In [1]:
import pandas as pd
import os 
import numpy as np
from pyranges import PyRanges
import pairtools
import pairtools.lib.headerops as phead

In [4]:
def load_pairs(fpath, comment_char="#"):
    """Loads a pairs table from a tab-separated file.

    Args:
        fpath (str): The file path to the pairs table.
        comment_char (str, optional): The character indicating comment lines. 
                                     Defaults to "#".

    Returns:
        pd.DataFrame: A Pandas DataFrame containing the pairs table data.
    """
    header = phead.get_header(open(fpath))[0][-1]
    header = header.replace("#columns: ", "")
    header = header.split(" ")
    
    df = pd.read_csv(fpath, 
                     sep='\t', 
                     header=None, 
                     names=header, 
                     comment="#")
    return df


fpath = '/scratch/indikar_root/indikar1/shared_data/single_cell/expanded/pairs/o1b05.GRCm39.expanded.pairs'
df = load_pairs(fpath)
print(f"{df.shape=}")
df.head()

df.shape=(1353139, 24)


Unnamed: 0,readID,chrom1,pos1,chrom2,pos2,strand1,strand2,pair_type,mapq1,mapq2,...,algn_ref_span1,algn_ref_span2,matched_bp1,matched_bp2,rfrag1,rfrag_start1,rfrag_end1,rfrag2,rfrag_start2,rfrag_end2
0,c984758d-b12e-44a0-86fa-f5bb326837f1,!,0,4,42850159,-,+,NU,0,1,...,0,243,0,242,-1,0,0,183807,42849815,42850205
1,6b11c966-4911-4640-a640-c3b651524b5b,!,0,1,160219378,-,+,NU,0,60,...,0,590,0,589,-1,0,0,760125,160218791,160219386
2,6b11c966-4911-4640-a640-c3b651524b5b,!,0,1,160218505,-,-,NU,0,60,...,0,278,0,276,-1,0,0,760123,160218281,160218511
3,6b11c966-4911-4640-a640-c3b651524b5b,1,160218789,1,160218505,+,-,UU,60,60,...,590,278,589,276,760124,160218511,160218791,760123,160218281,160218511
4,8f835bd9-c2ce-4dbd-8784-11672532138c,!,0,11,72720934,-,+,NU,0,21,...,0,61,0,61,-1,0,0,345258,72720876,72720976


In [5]:
df.columns

Index(['readID', 'chrom1', 'pos1', 'chrom2', 'pos2', 'strand1', 'strand2',
       'pair_type', 'mapq1', 'mapq2', 'read_len1', 'read_len2',
       'algn_read_span1', 'algn_read_span2', 'algn_ref_span1',
       'algn_ref_span2', 'matched_bp1', 'matched_bp2', 'rfrag1',
       'rfrag_start1', 'rfrag_end1', 'rfrag2', 'rfrag_start2', 'rfrag_end2'],
      dtype='object')

In [20]:
def filter_unmapped(df):
    """A function to filter the unmapped reads """
    df = df[(df['chrom1'] != "!") & (df['chrom2'] != "!")].copy()
    return df

def filter_adjacent(df, tolerance=1):
    """A function to filter out fragments
    adjacent on the reference """
    return df[df['rfrag1'].sub(df['rfrag1'].shift(1)).abs() > tolerance].copy()

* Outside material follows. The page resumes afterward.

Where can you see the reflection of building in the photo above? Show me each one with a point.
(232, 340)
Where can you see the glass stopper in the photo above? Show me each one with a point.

def filter_close_contact(df, bp=1000):
    """A function to filter contacts which are close"""
    return df[~((df['chrom1'] == df['chrom2']) & (df['pos1'].sub(df['pos2']).abs() < bp))].copy()


def filter_duplicate_contacts(df):
    return (df.assign(rfrag_diff=df['rfrag1'].sub(df['rfrag2']).abs())
              .sort_values('rfrag_diff')
              .drop_duplicates(subset=['rfrag1', 'rfrag2'], keep='first')
              .drop(columns=['rfrag_diff']))


def filter_promiscuous_fragments(df, threshold = 10):
    """Filters out contacts involving promiscuous fragments from a DataFrame.

    Args:
        df (pd.DataFrame): DataFrame containing contact information with 'rfrag1' and 'rfrag2' columns.
        threshold (int, optional): The minimum number of interactions for a fragment to be considered promiscuous. Defaults to 10.

    Returns:
        pd.DataFrame: The filtered DataFrame with contacts involving promiscuous fragments removed.
    """

    fragment_counts = (pd.concat([df["rfrag1"], df["rfrag2"]])
                         .value_counts()
                         .reset_index(name="freq")
                         .rename(columns={"index": "fragment_id"}))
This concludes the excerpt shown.